Metode Pembobotan Kata Berbasis Sebaran untuk Temu Kembali Informasi Dokumen Bahasa Indonesia

Sari, Putri Dewi Purnama. 2012.

Term weight algorithm plays an important role in the process of document searching, which is greatly influenced by the precision and recall results of the Search Engine. Currently, TF-IDF term weight algorithm is widely applied in language models to build the search engine systems. Since term frequency is not the only discriminator which is necessary to be considered in term weighting and make each weight suitable to indicate the term’s importance, term weighting algorithm based on term distribution has been developed. In a single document, a term with higher frequency and closer to hypo-dispersion distribution usually contains more semantic information and should be given higher weight. One the other hand, in collection of documents, the term with higher frequency and hypo-dispersion distribution usually contains less information. This research implements term weight based on term distribution, with Local Term Weight Algorithm and Global Term Weight Algorithm for the documents in Indonesian Language. The result of this research is a Search Engine with an average precision of 84.8%.

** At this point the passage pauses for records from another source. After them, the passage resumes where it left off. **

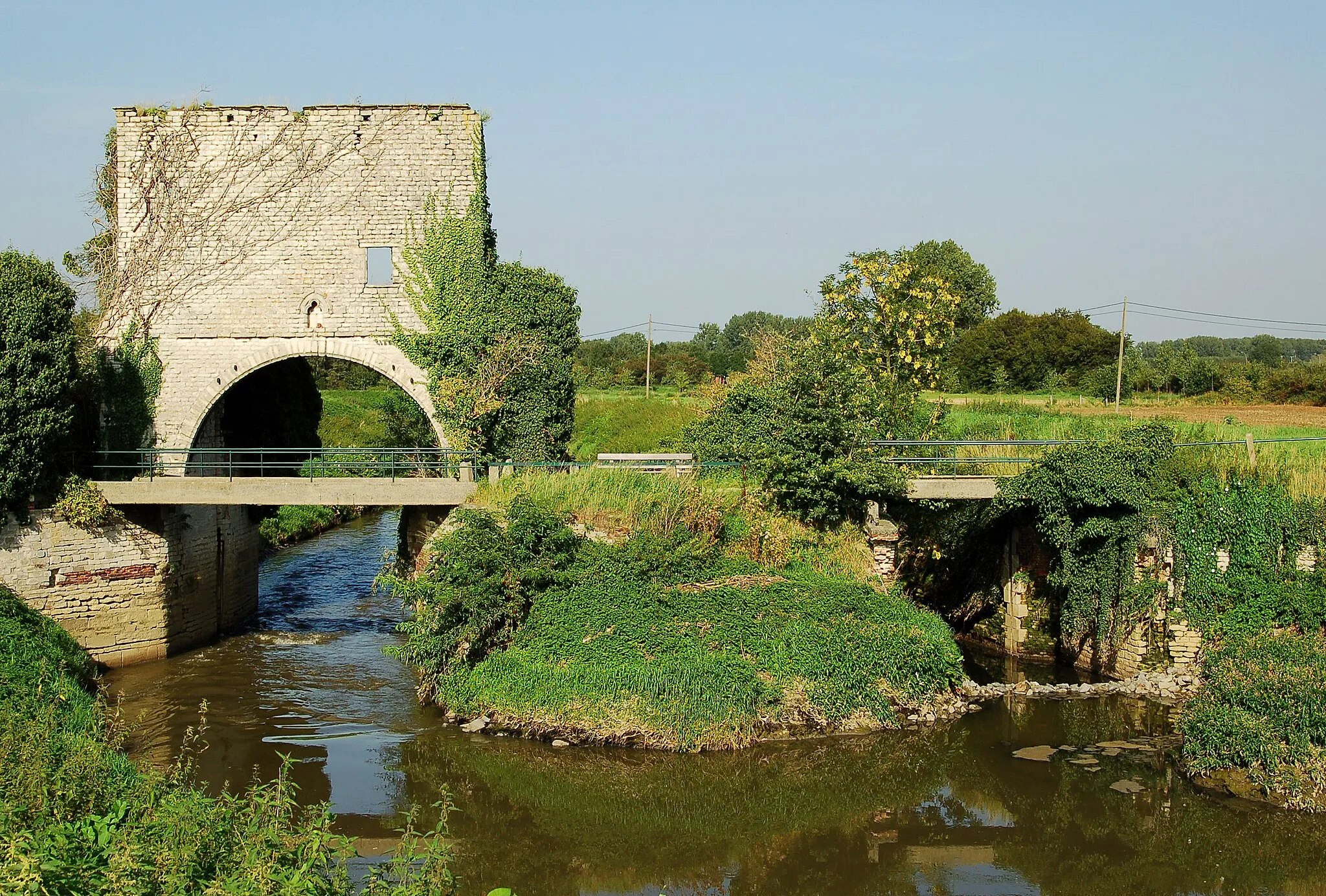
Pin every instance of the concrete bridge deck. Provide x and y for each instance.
(421, 491)
(269, 491)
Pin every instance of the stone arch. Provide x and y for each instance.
(385, 359)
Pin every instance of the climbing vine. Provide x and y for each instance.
(498, 340)
(1094, 502)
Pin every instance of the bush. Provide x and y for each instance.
(1031, 348)
(670, 639)
(38, 370)
(83, 506)
(78, 817)
(295, 522)
(1263, 708)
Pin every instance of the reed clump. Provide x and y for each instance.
(77, 816)
(707, 622)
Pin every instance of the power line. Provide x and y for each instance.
(634, 326)
(1233, 317)
(1244, 326)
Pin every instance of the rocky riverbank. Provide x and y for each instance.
(1163, 687)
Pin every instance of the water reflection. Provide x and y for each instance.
(928, 811)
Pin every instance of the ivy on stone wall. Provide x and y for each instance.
(38, 370)
(499, 339)
(1093, 504)
(1236, 540)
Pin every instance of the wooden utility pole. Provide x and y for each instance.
(1118, 378)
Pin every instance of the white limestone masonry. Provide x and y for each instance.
(166, 579)
(296, 287)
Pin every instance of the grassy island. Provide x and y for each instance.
(675, 615)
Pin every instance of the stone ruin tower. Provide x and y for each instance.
(247, 235)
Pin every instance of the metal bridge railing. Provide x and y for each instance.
(308, 463)
(941, 454)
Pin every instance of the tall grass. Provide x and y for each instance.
(627, 423)
(617, 502)
(353, 418)
(1300, 465)
(78, 817)
(711, 622)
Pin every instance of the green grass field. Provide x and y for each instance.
(627, 422)
(710, 623)
(352, 418)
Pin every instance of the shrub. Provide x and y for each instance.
(78, 817)
(673, 638)
(295, 522)
(1263, 707)
(480, 585)
(38, 369)
(83, 506)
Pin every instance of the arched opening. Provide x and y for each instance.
(265, 422)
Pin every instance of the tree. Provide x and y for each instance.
(536, 419)
(38, 370)
(809, 406)
(971, 282)
(1029, 348)
(1266, 350)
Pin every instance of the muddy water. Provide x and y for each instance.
(938, 811)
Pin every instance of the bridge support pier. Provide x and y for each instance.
(161, 581)
(418, 525)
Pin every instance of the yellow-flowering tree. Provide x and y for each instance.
(889, 319)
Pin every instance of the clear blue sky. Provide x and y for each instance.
(695, 161)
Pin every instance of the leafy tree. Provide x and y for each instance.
(971, 282)
(536, 418)
(1266, 349)
(808, 407)
(38, 368)
(498, 340)
(1029, 348)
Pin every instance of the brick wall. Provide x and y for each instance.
(161, 582)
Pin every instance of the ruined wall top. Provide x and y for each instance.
(269, 221)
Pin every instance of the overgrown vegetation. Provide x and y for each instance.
(296, 522)
(38, 368)
(1018, 352)
(78, 817)
(83, 506)
(498, 340)
(627, 423)
(708, 623)
(1241, 546)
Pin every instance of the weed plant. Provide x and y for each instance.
(296, 522)
(1263, 708)
(626, 423)
(78, 817)
(674, 638)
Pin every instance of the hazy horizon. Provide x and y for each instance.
(702, 161)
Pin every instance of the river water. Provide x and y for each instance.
(947, 810)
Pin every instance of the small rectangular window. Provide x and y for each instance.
(379, 265)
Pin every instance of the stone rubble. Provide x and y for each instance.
(1163, 687)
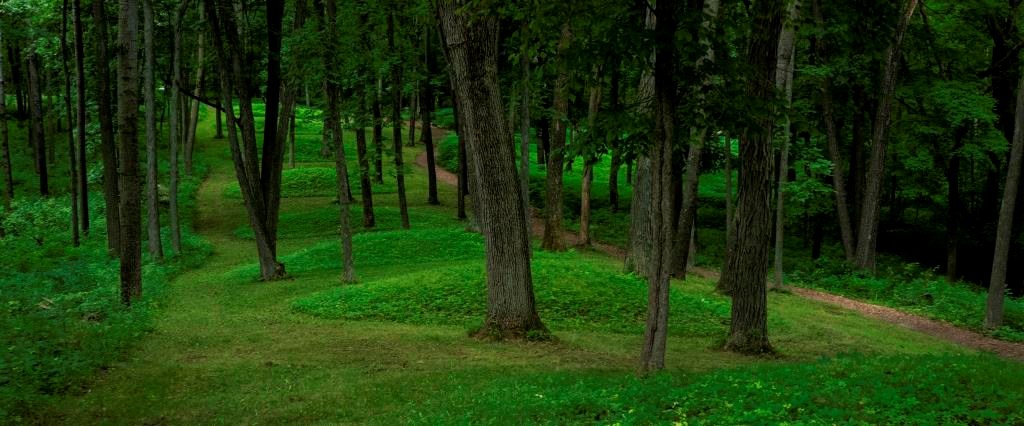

Studi Komparatif Pembobotan Kata untuk Temu Kembali Informasi Dokumen Bahasa Indonesia

Anugrah, Hafizhia Dhikrul. 2013.

One of the classical models of Information Retrieval (IR) systems is the vector space model. Vector in this model represents the weight of terms contained in the documents and queries. A term can be a word, a phrase, or a unit in a document describing the context of the document. Since each term has a different level of importance in the document, weighting is needed. The commonly used weighting method is TF-IDF (Term Frequency Inverse Document Frequency). Previous research indicates that the distribution of term weighting follow the Poisson distribution, hence a method called RIDF (Residual Inverse Document Frequency) was developed. Other weighting methods by considering the query is called Query Term weighting. Both of the latter methods has not been implemented for documents in Indonesian. This research implements the methods TF-IDF, RIDF and Query Term Weighting on search engine for documents in Indonesian. The result of this research is a search engine with an average precision of 63,9%.


Mesin Pencari Dokumen Bahasa Indonesia Menggunakan Latent Semantic Indexing dengan Pembobotan Global

Handayani, Susi. 2012.

Current users tend to like search engine based on semantic of word. This is caused by the existence of synonymy and polysemy problems in the selection of the use of the word. One technique to resolve these issue is Latent Semantic Indexing (LSI). LSI has the ability to find relevant documents even if the word of the query are not written in the document. Currently, TF-IDF term weight algorithm is widely applied in search engines. Xia and Chai (2011) stated that, in a document collection, the term with higher frequency and hypo-dispersion distribution usually contains less information. The purpose of this research is to implement LSI using Singular Value Decomposition (SVD) method with term distribution based global term weight. This research used 1000 Indonesian agricultural documents. The performance of search engine using LSI with term-distribution-based global term weight gave highest average precision around 40.47%. The test result also showed that LSI with term-distribution-based global term weight gives better acuracy than LSI with TF-IDF.